Geschäftsführerbezüge

10. Februar 2020

Martina Amman-Hilberath

Der Rat möge beschließen:


Der Oberbürgermeister wird beauftragt ein Vergütungskonzept für die GeschäftsführerInnen der städtischen Beteiligungen zu erstellen, welches u.a. auf den folgenden Kriterien basiert:


Die Vergütungen sollen zukünftig derart ausgestaltet sein, dass sie der Tatsache Rechnung tragen, dass städtische Unternehmen dem Gemeinwohl verpflichtet sind. Ähnlich hohe Bezüge wie in der Privatwirtschaft sind zu vermeiden, die prekäre Haushaltslage der Stadt Duisburg ist zu beachten und der große Abstand der Bezüge von MitarbeiterInnen mit dem niedrigsten Einkommen im Konzern und der Geschäftsführung ist zu reduzieren. Keine Geschäftsführervergütung darf zukünftig über dem Niveau der Vergütung des Oberbürgermeisters / der Oberbürgermeisterin liegen.


Begründung:


Duisburg ist als Kommune nach wie vor überschuldet und hat aufgrund der systematischen Unterfinanzierung kaum finanzielle Handlungsspielräume. Dies führt u.a. dazu, dass kaum Personal in der Verwaltung zur Verfügung steht, die Infrastruktur marode ist, die Schulen in katastrophalem Zustand sind und neue nicht gebaut werden können, die Sportvereine kaum finanzielle Unterstützung finden, das Kulturangebot unterdurchschnittlich ist und im Sozialbereich immer mehr eingespart wird.

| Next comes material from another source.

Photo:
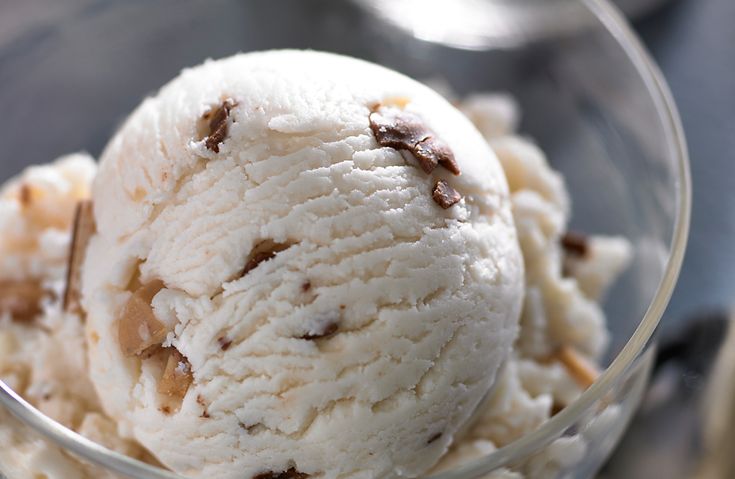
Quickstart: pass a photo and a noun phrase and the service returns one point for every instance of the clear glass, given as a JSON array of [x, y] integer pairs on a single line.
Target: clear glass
[[589, 93]]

Ebenso prekär ist die Situation für die Menschen in Duisburg: Über 10 Prozent Arbeitslosigkeit, über 72.000 Duisburgerinnen und Duisburger sind überschuldet und der Niedriglohnsektor wird stetig größer.


Gleichzeitig gönnt sich die Stadt Duisburg den Luxus, den Geschäftsführern ihrer kommunalen Tochtergesellschaften horrende Bezüge zu zahlen.

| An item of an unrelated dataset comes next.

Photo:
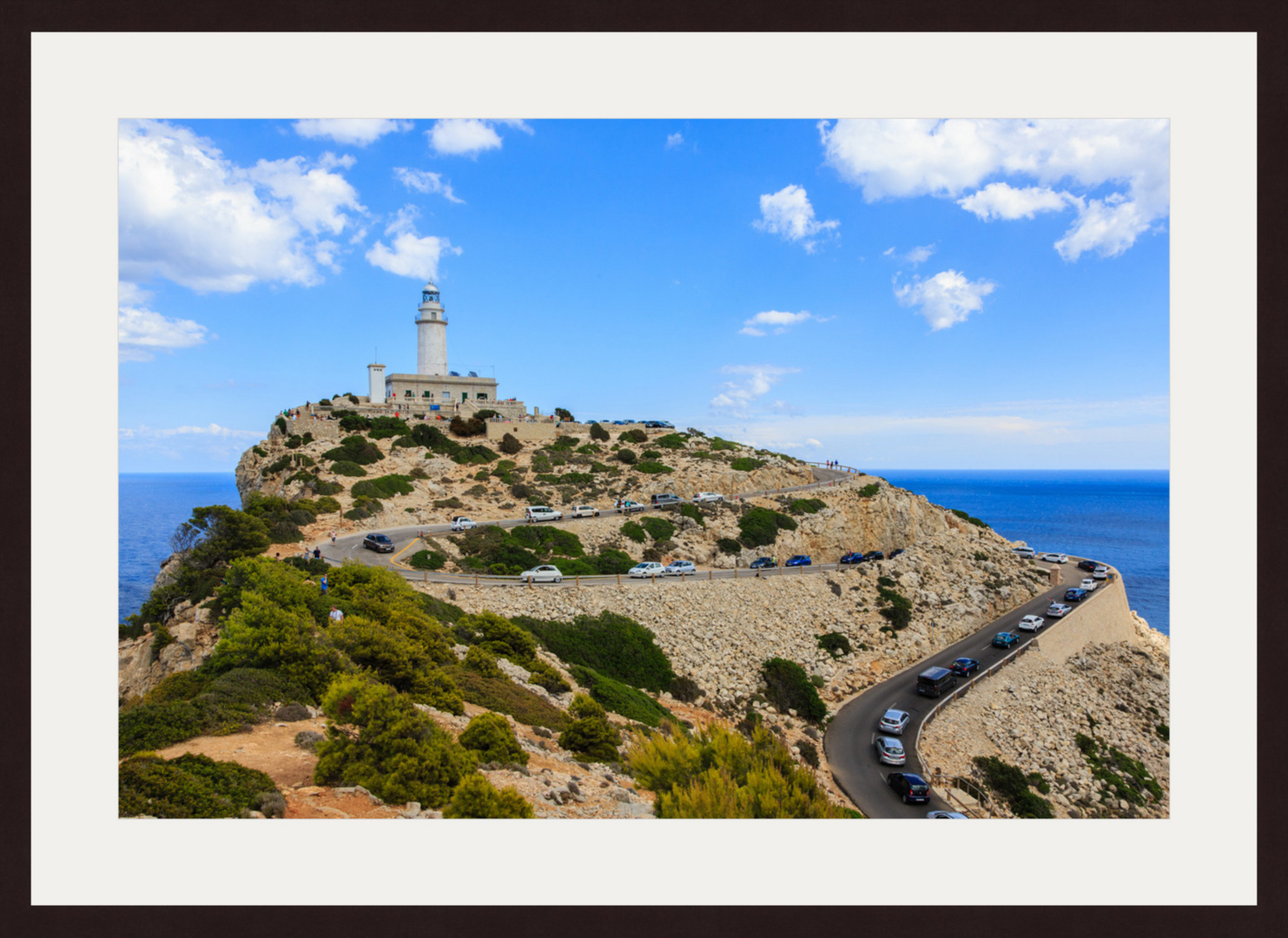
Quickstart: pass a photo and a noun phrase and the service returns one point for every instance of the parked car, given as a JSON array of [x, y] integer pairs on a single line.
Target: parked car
[[1031, 624], [909, 786], [544, 573], [894, 722], [379, 543], [541, 513], [890, 750]]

Bezüge von über 670.000 € bei der DVV oder knapp 600.000 € bei der Sparkasse klingen wie blanker Hohn für Menschen mit keinem, niedrigem oder einem durchschnittlichen Einkommen in Duisburg.

Noch abstruser wird es, wenn man sich die Steigerungen der Vergütungen im Vergleich zum Vorjahr anschaut: Steigerungen von deutlich über 20 Prozent innerhalb eines Jahres sind nicht mehr vermittelbar.


Tausende Arbeitsplätze im Stahlbereich sind gefährdet und einige wenige Geschäftsführer erhalten übermäßig hohe Bezüge. Diese astronomischen Gehälter müssen der Vergangenheit angehören. Es handelt sich um kommunale Unternehmen, die dem Gemeinwohl verpflichtet sind und entsprechend auch mit ihren Finanzen umgehen müssen.